What will it take to get board gamers into this 1920s role-playing game?
Among the swirling mass of Pax Unplugged, frantically running through the labyrinthine halls of the convention, I desperately search for room 103. I’m late to meet Michaël Croitoriu, the head of Edge Studios, to discuss the new Arkham Horror: The Role Playing Starter Set– a Lovecraftian pulp horror game that aims to bridge the gap between roleplayers and board gamers. Earlier that week, a review copy landed on my front door. While the box intrigued me, the wealth of components (including character portfolios, an assortment of punchboards, handouts, cards, decks, and 24 dice) was as intimidating to this RPG reporter as any eldritch horror. Ten minutes past the hour, as I stroll past a group of visitors with their latest winnings, I see Croitoriu waiting for me. As he explains the game, my concerns slowly fade and are replaced by a curiosity about this serious attempt to convert board game purists through the vast world of Arkham.
While it may seem overwhelming at first, when broken down each part of the game is relatively easy to understand. “So easy a ten-year-old could learn it,” was one phrase Arkham team kept repeating when people walked into the room for a demo, although they also said the game’s content was more suitable for ages 14 and older. Leah Hawthorne, one of the game’s lead designers, said she “doesn’t like to use the word simple because it makes people think it doesn’t have strategic depth.” While the system is easy to learn, there is an element of resource management built in that adds the crunchy tactical elements that board gamers have come to expect.

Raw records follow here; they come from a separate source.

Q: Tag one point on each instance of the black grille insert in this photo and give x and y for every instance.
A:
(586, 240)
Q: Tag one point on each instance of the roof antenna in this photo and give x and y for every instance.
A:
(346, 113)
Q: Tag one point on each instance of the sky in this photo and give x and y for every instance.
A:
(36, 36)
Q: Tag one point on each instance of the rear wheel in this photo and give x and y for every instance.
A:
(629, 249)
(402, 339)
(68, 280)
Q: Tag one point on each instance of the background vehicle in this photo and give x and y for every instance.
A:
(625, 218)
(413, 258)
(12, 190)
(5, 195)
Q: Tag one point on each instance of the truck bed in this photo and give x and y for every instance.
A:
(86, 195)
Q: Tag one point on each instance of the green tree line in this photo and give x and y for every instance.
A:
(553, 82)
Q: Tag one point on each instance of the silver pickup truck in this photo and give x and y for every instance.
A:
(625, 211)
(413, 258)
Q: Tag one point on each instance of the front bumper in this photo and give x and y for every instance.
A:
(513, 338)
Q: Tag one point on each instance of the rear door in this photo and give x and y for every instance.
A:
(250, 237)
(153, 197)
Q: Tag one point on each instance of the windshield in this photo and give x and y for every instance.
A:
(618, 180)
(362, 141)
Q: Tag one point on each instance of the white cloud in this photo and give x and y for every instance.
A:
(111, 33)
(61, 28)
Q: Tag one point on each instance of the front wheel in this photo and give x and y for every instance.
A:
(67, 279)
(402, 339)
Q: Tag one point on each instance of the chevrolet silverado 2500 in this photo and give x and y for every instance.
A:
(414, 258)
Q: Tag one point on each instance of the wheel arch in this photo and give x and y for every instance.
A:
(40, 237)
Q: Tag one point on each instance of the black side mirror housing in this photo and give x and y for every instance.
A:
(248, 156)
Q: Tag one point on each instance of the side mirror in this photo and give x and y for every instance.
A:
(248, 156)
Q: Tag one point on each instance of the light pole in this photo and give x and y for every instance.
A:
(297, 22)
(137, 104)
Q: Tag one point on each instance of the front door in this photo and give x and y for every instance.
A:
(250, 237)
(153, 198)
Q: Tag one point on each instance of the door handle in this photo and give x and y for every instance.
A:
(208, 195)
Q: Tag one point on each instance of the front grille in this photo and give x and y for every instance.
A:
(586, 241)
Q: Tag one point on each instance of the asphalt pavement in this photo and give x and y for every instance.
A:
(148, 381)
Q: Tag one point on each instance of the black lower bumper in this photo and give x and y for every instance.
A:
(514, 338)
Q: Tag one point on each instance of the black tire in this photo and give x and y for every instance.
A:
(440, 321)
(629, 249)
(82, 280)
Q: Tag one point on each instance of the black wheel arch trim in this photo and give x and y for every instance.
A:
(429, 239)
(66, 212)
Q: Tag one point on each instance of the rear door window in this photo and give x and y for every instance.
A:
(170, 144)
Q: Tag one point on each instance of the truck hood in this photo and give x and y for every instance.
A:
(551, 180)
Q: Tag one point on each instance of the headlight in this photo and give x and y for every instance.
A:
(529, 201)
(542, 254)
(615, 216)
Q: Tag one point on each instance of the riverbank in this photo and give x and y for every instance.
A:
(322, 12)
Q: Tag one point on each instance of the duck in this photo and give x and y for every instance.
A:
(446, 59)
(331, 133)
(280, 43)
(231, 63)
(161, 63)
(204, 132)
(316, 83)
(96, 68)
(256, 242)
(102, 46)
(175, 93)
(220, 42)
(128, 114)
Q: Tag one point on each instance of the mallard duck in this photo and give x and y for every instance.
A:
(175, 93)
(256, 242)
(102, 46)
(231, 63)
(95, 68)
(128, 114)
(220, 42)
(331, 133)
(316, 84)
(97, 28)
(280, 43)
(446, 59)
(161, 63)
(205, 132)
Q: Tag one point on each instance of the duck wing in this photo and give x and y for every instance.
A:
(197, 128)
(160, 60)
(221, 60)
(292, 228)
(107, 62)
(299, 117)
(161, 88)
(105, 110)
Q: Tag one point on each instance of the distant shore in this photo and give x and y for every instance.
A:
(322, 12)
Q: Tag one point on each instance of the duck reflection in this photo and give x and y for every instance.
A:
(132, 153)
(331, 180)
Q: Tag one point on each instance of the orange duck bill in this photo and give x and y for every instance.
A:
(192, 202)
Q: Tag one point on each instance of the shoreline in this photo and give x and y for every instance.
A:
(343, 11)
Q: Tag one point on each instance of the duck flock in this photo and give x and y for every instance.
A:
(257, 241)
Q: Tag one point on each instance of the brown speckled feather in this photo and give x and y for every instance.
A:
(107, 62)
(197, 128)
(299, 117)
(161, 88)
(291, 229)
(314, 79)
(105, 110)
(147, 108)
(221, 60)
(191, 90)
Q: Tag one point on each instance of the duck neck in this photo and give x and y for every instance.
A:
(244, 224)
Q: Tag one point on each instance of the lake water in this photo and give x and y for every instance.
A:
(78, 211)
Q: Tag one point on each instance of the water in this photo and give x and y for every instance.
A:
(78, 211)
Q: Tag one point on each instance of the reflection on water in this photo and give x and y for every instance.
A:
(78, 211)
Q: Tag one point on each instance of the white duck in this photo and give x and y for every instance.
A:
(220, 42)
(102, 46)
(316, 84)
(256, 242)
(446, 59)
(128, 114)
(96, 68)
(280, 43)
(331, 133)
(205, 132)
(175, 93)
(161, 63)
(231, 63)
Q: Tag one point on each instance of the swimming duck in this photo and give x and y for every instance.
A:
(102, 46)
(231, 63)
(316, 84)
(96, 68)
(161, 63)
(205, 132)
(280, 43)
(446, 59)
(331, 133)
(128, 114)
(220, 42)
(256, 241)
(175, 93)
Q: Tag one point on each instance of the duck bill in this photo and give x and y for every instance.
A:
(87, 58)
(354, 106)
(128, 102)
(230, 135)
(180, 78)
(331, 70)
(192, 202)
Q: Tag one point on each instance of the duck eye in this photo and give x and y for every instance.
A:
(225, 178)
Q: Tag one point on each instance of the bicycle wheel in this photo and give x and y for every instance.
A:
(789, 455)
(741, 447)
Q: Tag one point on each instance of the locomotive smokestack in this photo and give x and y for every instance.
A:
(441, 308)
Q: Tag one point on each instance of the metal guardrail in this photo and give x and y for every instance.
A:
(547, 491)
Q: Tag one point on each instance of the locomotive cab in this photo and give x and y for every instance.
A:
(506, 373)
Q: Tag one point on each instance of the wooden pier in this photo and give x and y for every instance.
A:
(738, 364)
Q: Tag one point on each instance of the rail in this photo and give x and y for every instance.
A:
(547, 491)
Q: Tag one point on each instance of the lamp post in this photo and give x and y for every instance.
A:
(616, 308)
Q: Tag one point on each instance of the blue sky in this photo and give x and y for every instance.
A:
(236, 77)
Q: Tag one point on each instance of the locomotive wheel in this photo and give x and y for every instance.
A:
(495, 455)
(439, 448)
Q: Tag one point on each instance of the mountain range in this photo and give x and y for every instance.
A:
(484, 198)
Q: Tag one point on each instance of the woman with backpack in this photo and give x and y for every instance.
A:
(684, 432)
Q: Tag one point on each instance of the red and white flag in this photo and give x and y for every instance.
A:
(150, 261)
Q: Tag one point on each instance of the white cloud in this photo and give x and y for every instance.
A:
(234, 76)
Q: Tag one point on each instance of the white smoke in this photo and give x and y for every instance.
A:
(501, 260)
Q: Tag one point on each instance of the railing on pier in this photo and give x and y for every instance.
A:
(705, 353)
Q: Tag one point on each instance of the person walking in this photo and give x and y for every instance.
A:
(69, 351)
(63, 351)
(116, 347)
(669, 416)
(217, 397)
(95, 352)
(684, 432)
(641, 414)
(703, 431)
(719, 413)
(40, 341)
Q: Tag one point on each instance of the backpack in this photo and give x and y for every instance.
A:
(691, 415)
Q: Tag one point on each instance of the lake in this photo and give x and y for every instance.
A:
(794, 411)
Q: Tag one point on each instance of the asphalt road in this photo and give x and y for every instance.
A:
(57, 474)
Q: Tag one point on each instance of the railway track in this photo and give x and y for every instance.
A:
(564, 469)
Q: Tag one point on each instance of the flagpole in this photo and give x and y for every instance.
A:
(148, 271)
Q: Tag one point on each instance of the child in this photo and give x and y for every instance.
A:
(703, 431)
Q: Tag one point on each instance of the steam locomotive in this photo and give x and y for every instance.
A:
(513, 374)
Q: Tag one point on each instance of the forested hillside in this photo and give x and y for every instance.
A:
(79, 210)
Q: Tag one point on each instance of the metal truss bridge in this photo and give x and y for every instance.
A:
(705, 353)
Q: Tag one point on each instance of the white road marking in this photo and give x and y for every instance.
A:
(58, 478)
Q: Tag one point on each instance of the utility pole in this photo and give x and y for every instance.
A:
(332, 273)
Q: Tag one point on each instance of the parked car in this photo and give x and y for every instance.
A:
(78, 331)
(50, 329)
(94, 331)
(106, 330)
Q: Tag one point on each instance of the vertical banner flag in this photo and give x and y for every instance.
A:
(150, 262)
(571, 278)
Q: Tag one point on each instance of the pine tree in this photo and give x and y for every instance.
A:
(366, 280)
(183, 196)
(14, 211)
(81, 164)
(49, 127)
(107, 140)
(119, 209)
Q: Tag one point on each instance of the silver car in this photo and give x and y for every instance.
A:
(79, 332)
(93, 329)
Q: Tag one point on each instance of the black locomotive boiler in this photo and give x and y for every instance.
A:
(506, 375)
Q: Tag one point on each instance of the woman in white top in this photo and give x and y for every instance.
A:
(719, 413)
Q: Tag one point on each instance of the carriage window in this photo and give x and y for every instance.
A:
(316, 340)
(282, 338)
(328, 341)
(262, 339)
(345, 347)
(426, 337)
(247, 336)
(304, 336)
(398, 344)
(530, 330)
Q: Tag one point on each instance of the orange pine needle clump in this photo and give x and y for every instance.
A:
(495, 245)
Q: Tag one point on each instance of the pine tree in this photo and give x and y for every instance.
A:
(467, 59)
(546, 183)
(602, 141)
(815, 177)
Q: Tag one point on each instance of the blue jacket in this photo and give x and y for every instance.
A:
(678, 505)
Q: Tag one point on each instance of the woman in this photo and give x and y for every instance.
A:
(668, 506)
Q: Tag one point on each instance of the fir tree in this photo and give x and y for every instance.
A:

The system’s basic mechanic uses an additional d6 dice pool, with stats that require reaching a corresponding target number, which are different for each character’s strengths and weaknesses. During combat, damage depletes your dice pool, limiting the number of actions you can take per round until they are replenished. There is no initiative during conflict-oriented scenes, allowing players to strategize together and play to each other’s strengths, rather than focusing all attention on a single overpowered character. The game’s format is also intentionally designed to be gamemaster-friendly, adding more story-oriented elements of the game that ask players to work with the GM to build a world in a “bubble of benevolence,” a phrase Croitoriu repeated several times in our interview. This shared responsibility of playing at the table is built into the game’s components, such as a GM screen that lies flat on the table, rather than having secrets (and roles) hidden behind it.
“The person I am today is the result of the games I played at the table,” Croitoriu said. While the Arkham franchise was previously known for other tabletop iterations, such as Richard Lanius’ original 1987 board game, that personal relationship with TTRPGs is why the Arkham Horror RPG “seeks to address several preconceptions about RPGs and get people on board for role-playing games. ”
These biases include barriers to entry for people unfamiliar with tabletop gaming. That is why the starter set is divided into one-hour sessions. Croitoriu believes that a lot of pre-match preparation is also a barrier, which is why the starter set includes a 48-page tutorial-style booklet that teaches players along the way. The RPG core rulebook is a reasonable 256 pages, a “threshold (EDGE) will never be exceeded,” Croitoriu said, referring to a series of connected materials that would follow the starter set’s release in 2025: an adventure collection in March, a free RPG daily supplement, a box set at Gen Con, and another sourcebook on Halloween.